High Viral Loads Linked to HIV Risk Among Black MSM
The high HIV incidence among black men who have sex with men (MSM) in the United States may be explained, at least in part, by the finding that HIV-negative black MSM, compared with white MSM, are more than twice as likely to encounter a sex partner who can transmit HIV if safer sex practices are not followed.
The incidence and prevalence of HIV among black MSM, particularly young black MSM, continue to be disproportionately high compared with those among MSM of other races or ethnicities.
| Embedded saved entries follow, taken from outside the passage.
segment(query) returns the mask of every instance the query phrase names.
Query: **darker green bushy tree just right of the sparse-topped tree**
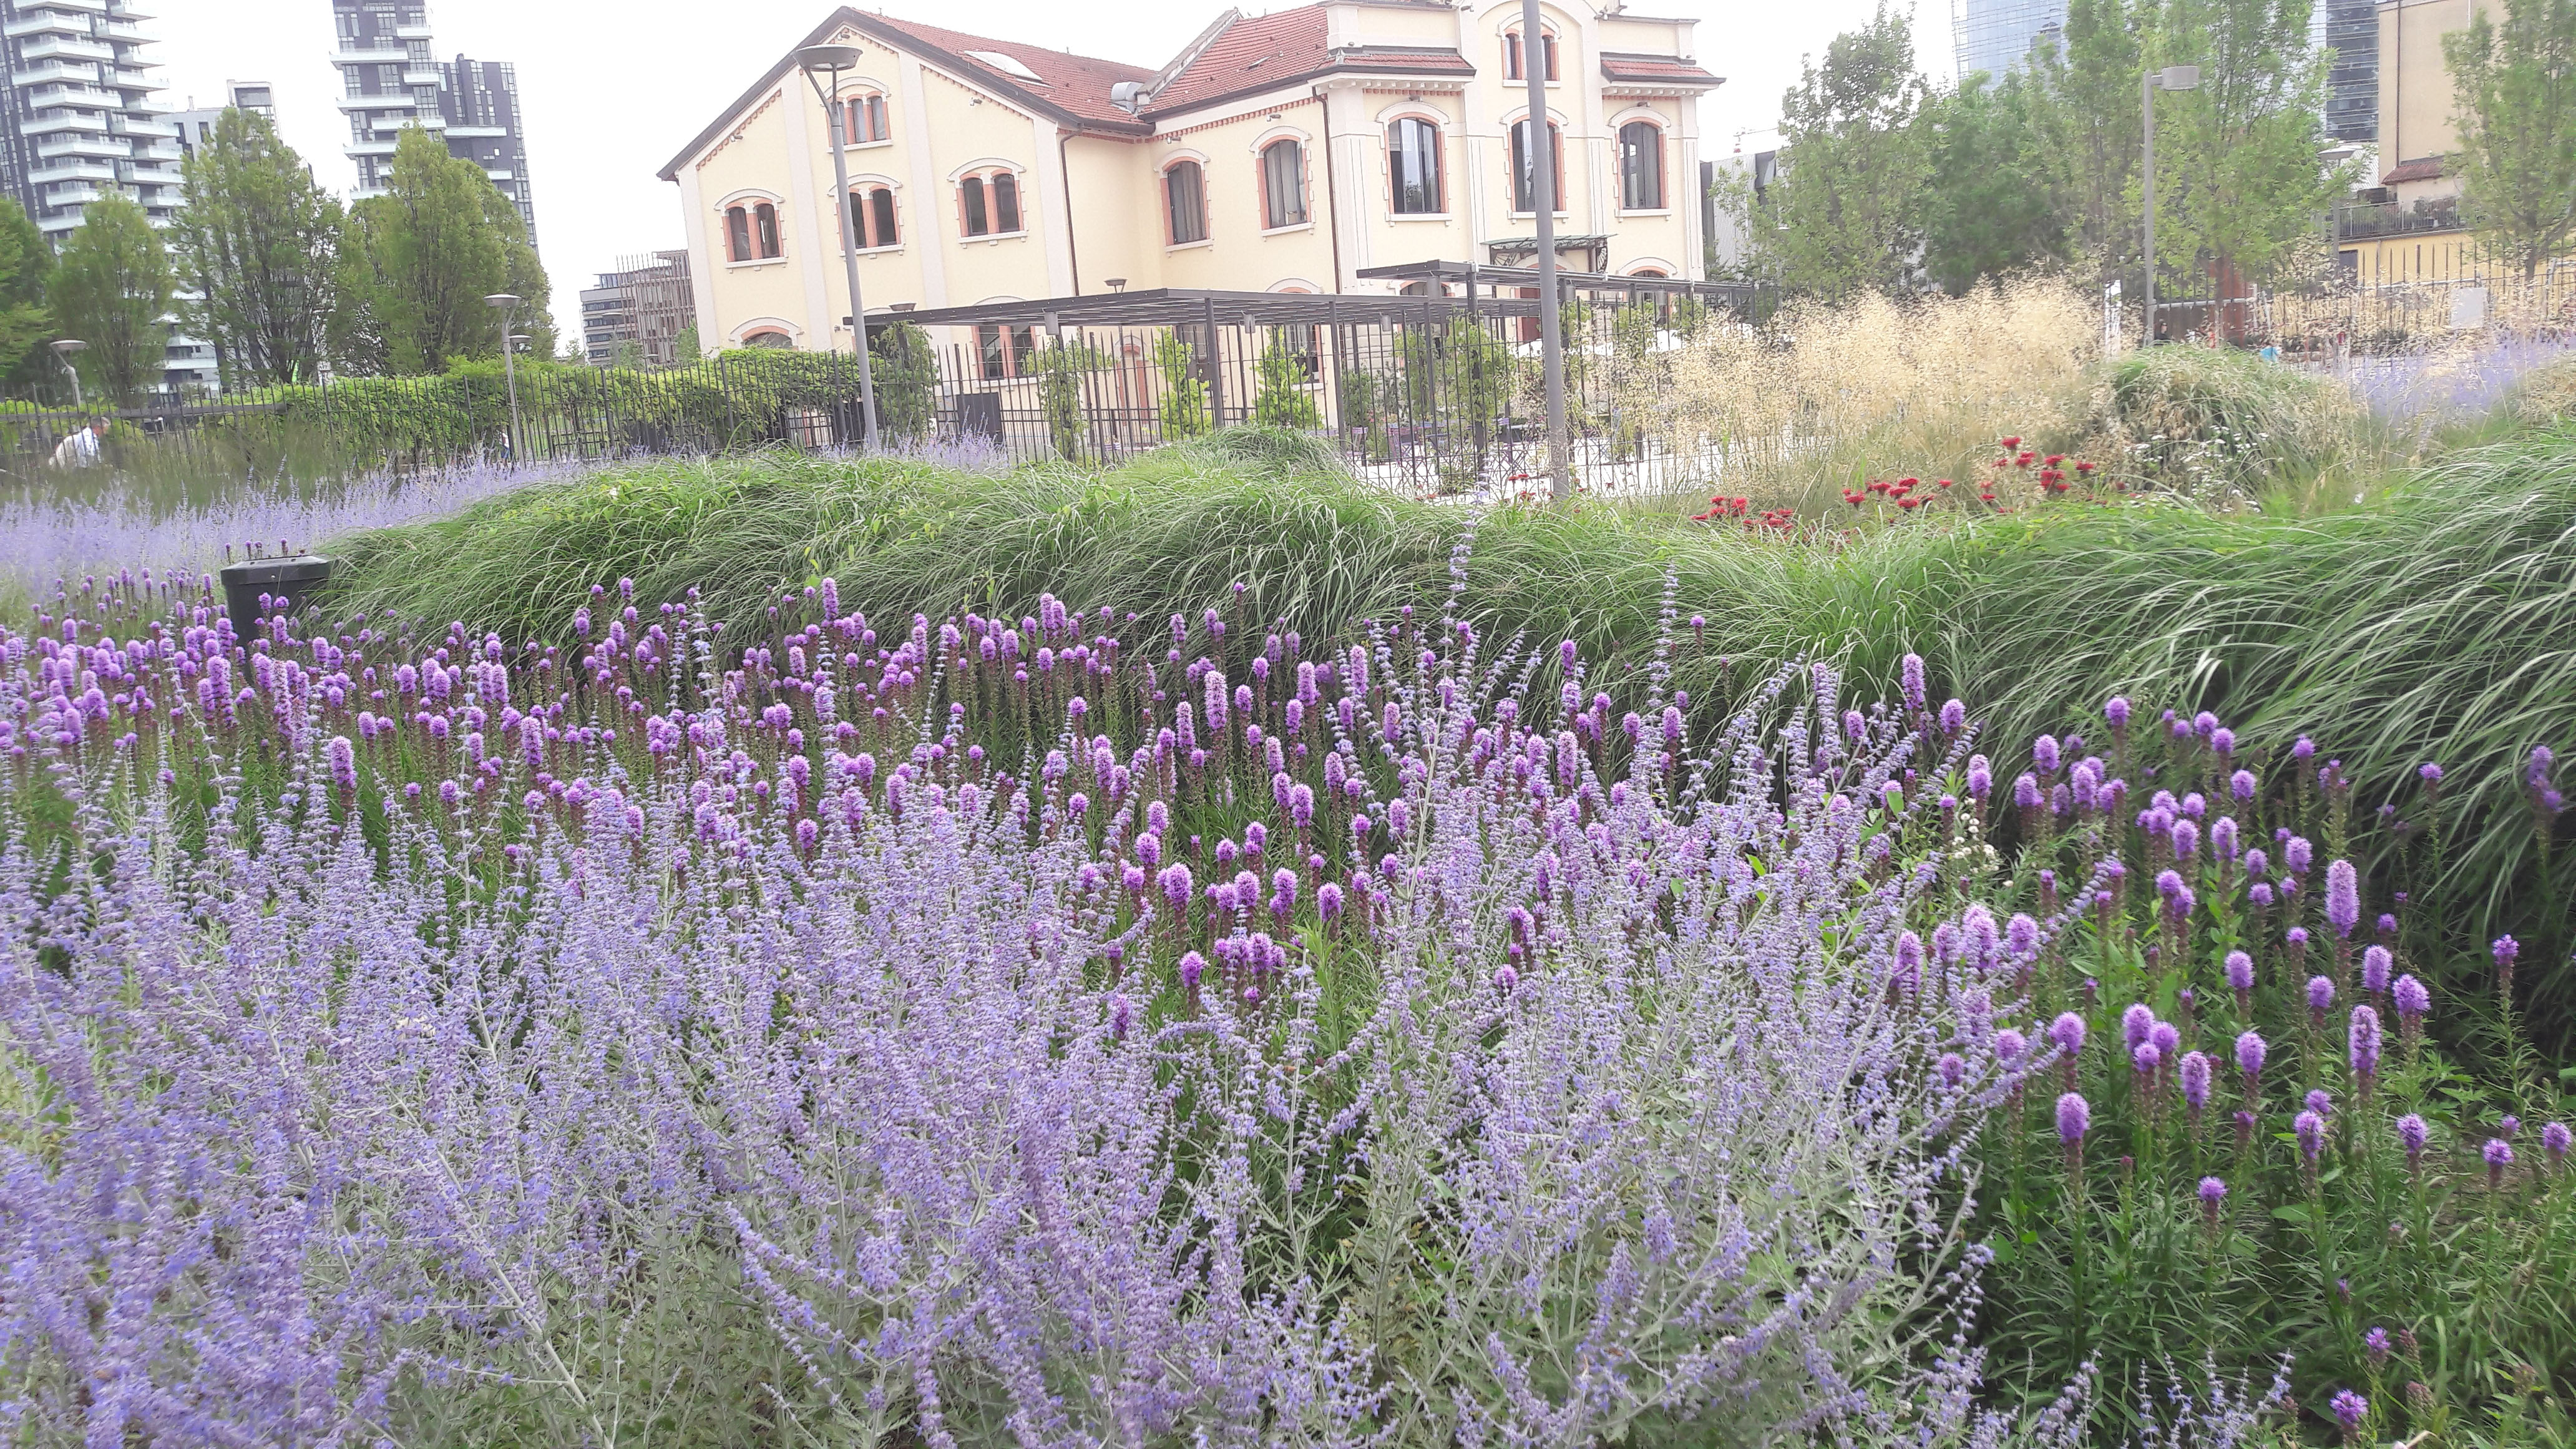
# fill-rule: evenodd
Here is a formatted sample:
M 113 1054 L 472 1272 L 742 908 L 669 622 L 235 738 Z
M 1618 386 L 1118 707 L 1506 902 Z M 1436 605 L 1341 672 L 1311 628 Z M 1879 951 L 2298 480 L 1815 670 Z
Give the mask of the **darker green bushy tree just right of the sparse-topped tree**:
M 2032 124 L 2035 85 L 2014 70 L 1924 103 L 1924 273 L 1960 297 L 1981 276 L 2066 258 L 2058 170 Z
Yet in studies, black MSM consistently report the same or lower levels of sexual- or drug-using risk behaviors as other MSM.
The researchers created a tool—transmission potential prevalence, or TPP—to calculate how many black and white MSM participating in the study were both HIV positive and had viral loads high enough to pass it on to others.
HIV prevalence was 42 percent in the black group compared with 14 percent among the white MSM.
Incidence (new HIV cases) in the study was found to be 6.4 cases per 100 person-years among those in the black MSM group, compared with 1 case per 100 person-years in the white MSM group. “In other words, if we had 100 HIV-negative black MSM, one year later we would see six cases develop, while among 100 white [MSM] we would see one case develop over the course of a year.”
By expanding the parameters to include everyone—undiagnosed as well as diagnosed—the researchers found 25 percent of the black MSM were both HIV positive and had viral loads above 400, as compared with 8 percent among the white participants.
Translating these data into the probability of encountering a sex partner who is capable of transmitting HIV, the study found that black MSM faced a 39 percent chance that at least one partner has transmission potential, compared to 18 percent among white men at the same risk behavior level.
Rosenberg explained what this means: “To have a 50 percent chance of acquiring HIV, a black MSM needs just three partners, compared to seven for white MSM. To reach a 90 percent risk of HIV, a black man would need 10 partners, compared to 25 for white MSM.”
The researchers conclude that HIV prevention approaches that rely solely on changing risk behavior will not work to eliminate racial disparities.
They recommend that new resources aimed at preventing transmission be focused on communities with a high TPP, and that viral load measurements be incorporated into HIV surveillance measures in a manner that accounts for TPP.